Efeitos da Declaração no Controle Difuso
- Efeito inter partes: A declaração de inconstitucionalidade no controle difuso, em regra, vale apenas para as partes do processo.
- Efeito ex tunc: A decisão possui efeito retroativo, invalidando a lei desde sua origem.
- Comunicação ao Senado Federal: Declarada a inconstitucionalidade pelo STF, este comunica o Senado Federal (art. 52, X, CF/88). O Senado, então, pode, se houver interesse, suspender a execução da lei, expedindo uma resolução coparticipativa. Somente com essa resolução, a suspensão da lei terá efeito erga omnes e ex nunc.

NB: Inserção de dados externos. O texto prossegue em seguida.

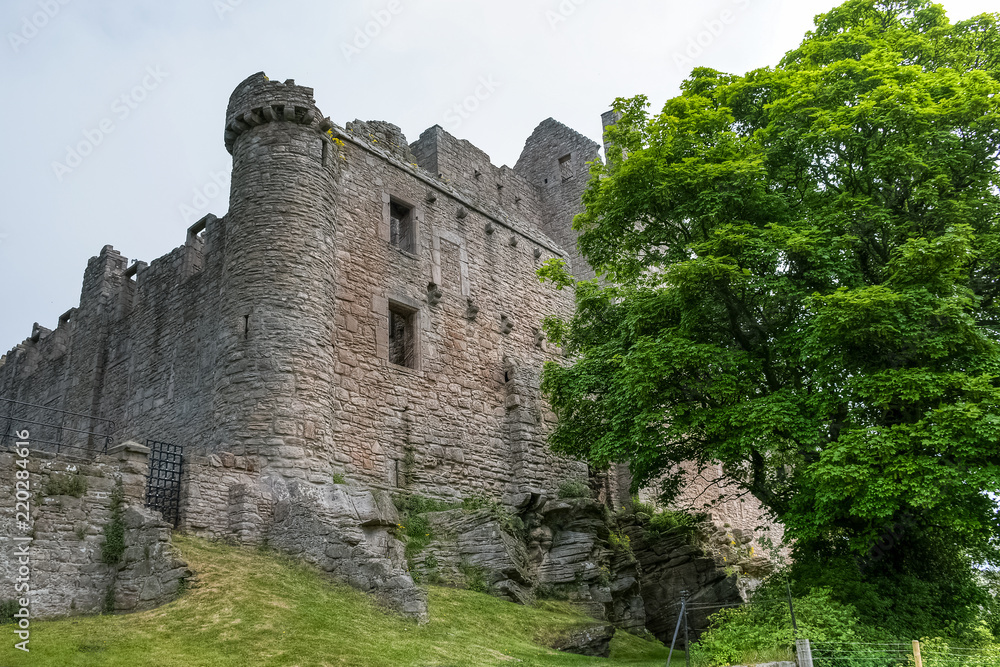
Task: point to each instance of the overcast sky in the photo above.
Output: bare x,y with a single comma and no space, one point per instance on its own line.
114,111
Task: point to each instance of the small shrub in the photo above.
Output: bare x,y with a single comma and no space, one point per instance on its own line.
7,610
418,534
66,485
763,632
114,531
509,522
574,488
108,606
621,543
475,578
670,520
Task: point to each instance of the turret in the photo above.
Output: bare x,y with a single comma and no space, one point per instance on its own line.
274,377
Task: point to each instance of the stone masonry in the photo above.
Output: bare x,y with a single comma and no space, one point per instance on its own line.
365,321
367,312
65,569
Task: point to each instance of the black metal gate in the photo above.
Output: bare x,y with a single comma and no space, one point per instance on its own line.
163,486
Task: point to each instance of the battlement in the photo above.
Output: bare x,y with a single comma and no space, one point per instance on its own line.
258,100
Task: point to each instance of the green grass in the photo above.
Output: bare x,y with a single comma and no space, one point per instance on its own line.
250,607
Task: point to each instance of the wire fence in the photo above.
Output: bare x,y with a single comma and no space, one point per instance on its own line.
861,654
930,653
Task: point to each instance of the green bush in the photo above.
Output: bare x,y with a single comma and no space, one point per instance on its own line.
7,610
114,531
762,631
66,485
574,488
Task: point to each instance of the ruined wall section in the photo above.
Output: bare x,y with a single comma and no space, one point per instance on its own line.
499,191
70,509
164,346
554,159
441,427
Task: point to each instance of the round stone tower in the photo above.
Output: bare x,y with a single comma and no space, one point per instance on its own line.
274,379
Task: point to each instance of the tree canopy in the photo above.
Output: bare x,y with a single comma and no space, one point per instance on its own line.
799,277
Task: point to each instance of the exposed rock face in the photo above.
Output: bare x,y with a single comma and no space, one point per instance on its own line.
563,553
568,545
671,563
471,544
593,640
346,533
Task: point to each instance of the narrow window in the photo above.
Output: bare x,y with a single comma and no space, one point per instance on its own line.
565,169
402,336
401,232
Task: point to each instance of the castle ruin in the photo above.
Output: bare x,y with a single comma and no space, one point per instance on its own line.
364,321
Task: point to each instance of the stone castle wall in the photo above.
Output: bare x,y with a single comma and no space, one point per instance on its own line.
263,343
365,320
65,570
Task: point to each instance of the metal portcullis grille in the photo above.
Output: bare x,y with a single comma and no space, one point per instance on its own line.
163,486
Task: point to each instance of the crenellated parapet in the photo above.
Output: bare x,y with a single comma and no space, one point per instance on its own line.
258,100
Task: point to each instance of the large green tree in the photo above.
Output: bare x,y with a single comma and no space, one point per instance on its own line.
800,272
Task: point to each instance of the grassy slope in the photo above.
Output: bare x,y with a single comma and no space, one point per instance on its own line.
252,608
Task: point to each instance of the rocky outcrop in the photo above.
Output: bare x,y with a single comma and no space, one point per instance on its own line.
563,552
570,547
592,640
60,549
473,546
347,532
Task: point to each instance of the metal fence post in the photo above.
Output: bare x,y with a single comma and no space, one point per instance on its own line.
804,652
678,628
687,644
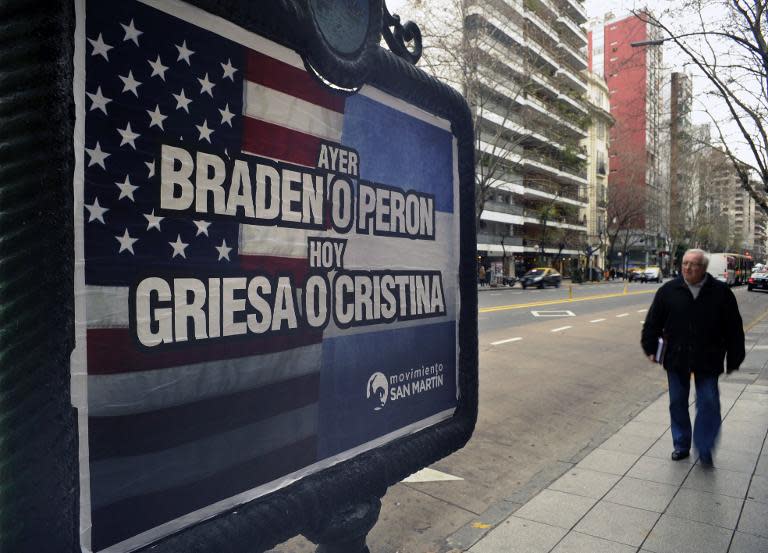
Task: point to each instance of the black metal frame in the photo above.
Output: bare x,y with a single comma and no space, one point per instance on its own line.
38,427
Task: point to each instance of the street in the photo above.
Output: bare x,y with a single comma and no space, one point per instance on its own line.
557,378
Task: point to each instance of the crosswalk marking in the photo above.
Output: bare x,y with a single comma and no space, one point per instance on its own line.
431,475
506,341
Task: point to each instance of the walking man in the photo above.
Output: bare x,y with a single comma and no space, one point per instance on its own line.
698,318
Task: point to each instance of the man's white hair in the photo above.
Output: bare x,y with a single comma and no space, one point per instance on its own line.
704,256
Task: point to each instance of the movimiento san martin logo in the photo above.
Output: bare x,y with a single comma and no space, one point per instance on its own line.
377,390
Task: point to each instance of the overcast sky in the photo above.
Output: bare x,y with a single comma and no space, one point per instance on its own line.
673,59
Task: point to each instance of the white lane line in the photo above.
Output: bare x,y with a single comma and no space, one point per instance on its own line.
431,475
506,341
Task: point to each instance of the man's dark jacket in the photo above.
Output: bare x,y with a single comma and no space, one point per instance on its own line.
699,333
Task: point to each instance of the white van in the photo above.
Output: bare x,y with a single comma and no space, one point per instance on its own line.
723,267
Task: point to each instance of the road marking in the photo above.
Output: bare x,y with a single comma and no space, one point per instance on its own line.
431,475
564,300
559,313
506,341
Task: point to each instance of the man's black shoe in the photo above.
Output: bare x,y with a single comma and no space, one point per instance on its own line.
678,455
706,460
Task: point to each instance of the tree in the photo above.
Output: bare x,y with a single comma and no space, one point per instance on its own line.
729,47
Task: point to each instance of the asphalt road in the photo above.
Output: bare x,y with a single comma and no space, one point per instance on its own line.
557,378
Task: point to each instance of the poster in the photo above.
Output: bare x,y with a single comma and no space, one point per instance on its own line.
267,270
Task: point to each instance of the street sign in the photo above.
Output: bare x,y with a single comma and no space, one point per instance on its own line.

Abstrativização do Controle Difuso
Em uma mutação constitucional, o STF passou a entender que, na prática, o controle difuso pode gerar efeitos erga omnes mesmo sem a resolução do Senado. Essa compreensão se baseia em dois pilares:
- Repercussão Geral: O Recurso Extraordinário exige repercussão geral, demonstrando que a questão transcende o interesse das partes e afeta a coletividade. Se o interesse é coletivo, os efeitos da decisão também deveriam sê-lo.
- Súmula Vinculante: A criação de súmulas vinculantes, que requerem reiteradas decisões sobre o mesmo tema (muitas vezes oriundas do controle difuso), consolida um entendimento com eficácia geral, conferindo um caráter mais abstrato aos efeitos de decisões difusas.
Perguntas frequentes
Qual é a diferença entre controle difuso e controle concentrado de constitucionalidade?
O controle difuso é exercido em casos concretos por qualquer juiz ou tribunal, possuindo, em regra, efeitos apenas entre as partes do processo. Já o controle concentrado ocorre em tese, visando a proteção direta da ordem constitucional com efeitos vinculantes e erga omnes desde o início.
O que é a cláusula de reserva de plenário no controle difuso?
Prevista no artigo 97 da Constituição Federal, a reserva de plenário exige que a declaração de inconstitucionalidade de lei por tribunais seja feita exclusivamente pelo voto da maioria absoluta de seus membros ou do Órgão Especial. Essa regra visa garantir maior segurança jurídica e legitimidade democrática às decisões que afastam a aplicação de normas.
A decisão de inconstitucionalidade no controle difuso vale para todos?
Em regra, a decisão possui efeito inter partes, atingindo apenas os envolvidos no processo específico. Contudo, após a comunicação ao Senado Federal, este pode editar resolução suspendendo a execução da lei, conferindo eficácia erga omnes e ex nunc ao julgado.
O juiz pode declarar a inconstitucionalidade de uma lei de ofício?
Sim, o magistrado possui legitimidade para declarar a inconstitucionalidade de uma lei de ofício, ou seja, independentemente de provocação das partes. Como a questão constitucional integra a causa de pedir, o juiz pode reconhecer o vício normativo a qualquer tempo, não ocorrendo preclusão sobre o tema.